One of the joys of having a vocation or avocation involved with popular culture is the opportunity to fill in those gaps, for yourself and for others. There's a palpable sense of depth and knowledge that comes from knowing where the pieces of your pop culture past fit on a larger map.
Today at lunch we were talking about the canon in the context of the battles over cultural literacy that took place in the eighties. I'm a great defender of the canon as an evolving collection of artistic standards, a cloud constantly growing and changing shape, an environment where we can place any work we can think of in relation to others over time. But because its purpose is expressed in the last phrase -- to serve as a multifaceted set of standards against which we can measure other work and ultimately our own work -- the kinds of canon lists that proliferated during those debates defeat the purpose. They present the canon as complete and closed, or at the very last as the work of aliens of ineluctable genius.

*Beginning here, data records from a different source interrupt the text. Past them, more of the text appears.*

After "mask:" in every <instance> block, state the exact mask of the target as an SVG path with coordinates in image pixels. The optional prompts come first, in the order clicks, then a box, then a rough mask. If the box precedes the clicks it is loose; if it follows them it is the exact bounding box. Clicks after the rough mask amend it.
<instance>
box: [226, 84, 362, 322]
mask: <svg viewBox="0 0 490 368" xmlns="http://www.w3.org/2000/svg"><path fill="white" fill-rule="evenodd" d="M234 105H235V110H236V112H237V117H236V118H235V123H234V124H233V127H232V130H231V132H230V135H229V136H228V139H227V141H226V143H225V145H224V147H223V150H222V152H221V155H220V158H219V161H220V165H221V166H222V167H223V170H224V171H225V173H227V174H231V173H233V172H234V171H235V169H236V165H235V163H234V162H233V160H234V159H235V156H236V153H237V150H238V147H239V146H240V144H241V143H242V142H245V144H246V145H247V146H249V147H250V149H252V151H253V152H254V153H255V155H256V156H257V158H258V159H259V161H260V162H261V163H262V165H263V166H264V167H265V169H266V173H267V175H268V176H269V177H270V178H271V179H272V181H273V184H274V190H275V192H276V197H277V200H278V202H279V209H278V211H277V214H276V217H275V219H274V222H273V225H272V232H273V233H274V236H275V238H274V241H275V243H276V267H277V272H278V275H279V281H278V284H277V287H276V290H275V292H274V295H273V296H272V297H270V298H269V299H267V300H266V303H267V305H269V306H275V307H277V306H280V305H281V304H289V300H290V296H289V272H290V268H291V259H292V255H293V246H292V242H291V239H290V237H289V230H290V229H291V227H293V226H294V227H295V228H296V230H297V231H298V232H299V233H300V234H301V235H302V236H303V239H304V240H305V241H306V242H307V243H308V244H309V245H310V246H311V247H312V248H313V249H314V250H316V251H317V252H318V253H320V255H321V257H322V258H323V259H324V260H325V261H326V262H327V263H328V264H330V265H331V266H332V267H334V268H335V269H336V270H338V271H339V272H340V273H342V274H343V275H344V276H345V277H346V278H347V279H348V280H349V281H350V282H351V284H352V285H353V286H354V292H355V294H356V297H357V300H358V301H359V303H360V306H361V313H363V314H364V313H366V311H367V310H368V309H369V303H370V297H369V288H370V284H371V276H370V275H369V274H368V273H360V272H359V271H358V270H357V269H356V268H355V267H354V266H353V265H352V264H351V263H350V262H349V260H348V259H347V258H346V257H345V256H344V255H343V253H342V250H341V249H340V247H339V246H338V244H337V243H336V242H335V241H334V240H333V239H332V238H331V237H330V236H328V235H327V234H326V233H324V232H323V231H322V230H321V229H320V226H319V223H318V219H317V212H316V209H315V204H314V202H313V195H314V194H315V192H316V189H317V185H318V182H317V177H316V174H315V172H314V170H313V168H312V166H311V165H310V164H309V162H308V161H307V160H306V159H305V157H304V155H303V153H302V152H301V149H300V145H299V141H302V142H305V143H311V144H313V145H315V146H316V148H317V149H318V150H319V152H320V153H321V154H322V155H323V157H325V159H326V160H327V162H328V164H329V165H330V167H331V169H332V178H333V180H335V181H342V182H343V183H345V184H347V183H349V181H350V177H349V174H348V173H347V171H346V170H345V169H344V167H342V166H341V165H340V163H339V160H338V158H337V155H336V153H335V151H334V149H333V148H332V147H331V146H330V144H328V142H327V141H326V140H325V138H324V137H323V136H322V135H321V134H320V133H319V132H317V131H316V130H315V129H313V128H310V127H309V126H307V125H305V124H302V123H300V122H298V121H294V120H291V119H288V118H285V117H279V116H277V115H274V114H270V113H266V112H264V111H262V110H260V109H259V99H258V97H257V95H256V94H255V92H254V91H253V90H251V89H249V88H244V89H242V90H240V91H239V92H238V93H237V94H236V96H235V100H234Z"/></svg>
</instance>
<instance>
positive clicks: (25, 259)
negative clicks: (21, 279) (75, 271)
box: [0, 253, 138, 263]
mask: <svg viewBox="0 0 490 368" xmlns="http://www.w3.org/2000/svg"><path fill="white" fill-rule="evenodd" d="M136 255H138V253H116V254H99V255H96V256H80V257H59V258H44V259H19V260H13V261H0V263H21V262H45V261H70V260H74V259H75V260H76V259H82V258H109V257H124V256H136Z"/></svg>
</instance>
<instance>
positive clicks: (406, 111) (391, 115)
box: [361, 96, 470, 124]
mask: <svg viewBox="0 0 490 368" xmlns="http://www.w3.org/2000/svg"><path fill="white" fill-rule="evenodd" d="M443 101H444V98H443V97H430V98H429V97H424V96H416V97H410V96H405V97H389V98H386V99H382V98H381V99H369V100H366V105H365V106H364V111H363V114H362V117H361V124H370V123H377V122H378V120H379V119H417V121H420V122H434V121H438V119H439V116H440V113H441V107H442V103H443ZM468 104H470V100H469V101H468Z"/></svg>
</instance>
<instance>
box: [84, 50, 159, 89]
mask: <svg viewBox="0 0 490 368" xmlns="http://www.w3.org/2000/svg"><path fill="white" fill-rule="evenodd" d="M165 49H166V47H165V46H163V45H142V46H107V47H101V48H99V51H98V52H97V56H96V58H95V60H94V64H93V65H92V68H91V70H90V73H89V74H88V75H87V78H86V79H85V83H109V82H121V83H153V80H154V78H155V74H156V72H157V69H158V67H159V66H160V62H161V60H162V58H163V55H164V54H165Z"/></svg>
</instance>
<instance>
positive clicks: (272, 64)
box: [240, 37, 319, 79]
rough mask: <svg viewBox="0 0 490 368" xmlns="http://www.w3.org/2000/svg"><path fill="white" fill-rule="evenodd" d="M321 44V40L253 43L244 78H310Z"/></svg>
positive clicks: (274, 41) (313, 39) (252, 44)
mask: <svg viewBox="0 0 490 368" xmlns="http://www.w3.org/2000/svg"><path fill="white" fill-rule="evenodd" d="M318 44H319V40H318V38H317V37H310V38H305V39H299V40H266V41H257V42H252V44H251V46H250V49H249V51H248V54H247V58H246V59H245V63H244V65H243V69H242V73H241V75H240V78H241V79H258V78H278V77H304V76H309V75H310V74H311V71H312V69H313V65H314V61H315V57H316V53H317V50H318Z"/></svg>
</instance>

The canon should be an invitation for us to contribute, to find out where our talents fit in the universe of human accomplishment. It's valuable precisely because it protects from relativism, guarding against the reduction of creative excellence to mere taste or opinion. But it's dangerous to the extent that it's used to emphasize the vast gulf between the masters and us mere mortals. When we fill in those gaps and get that deep sense of where our scattered experiences fit into the vast starscape of popular culture, we should understand that the world we're exploring starts right at our front door -- and that all we have to do to be a part of it is take a single step.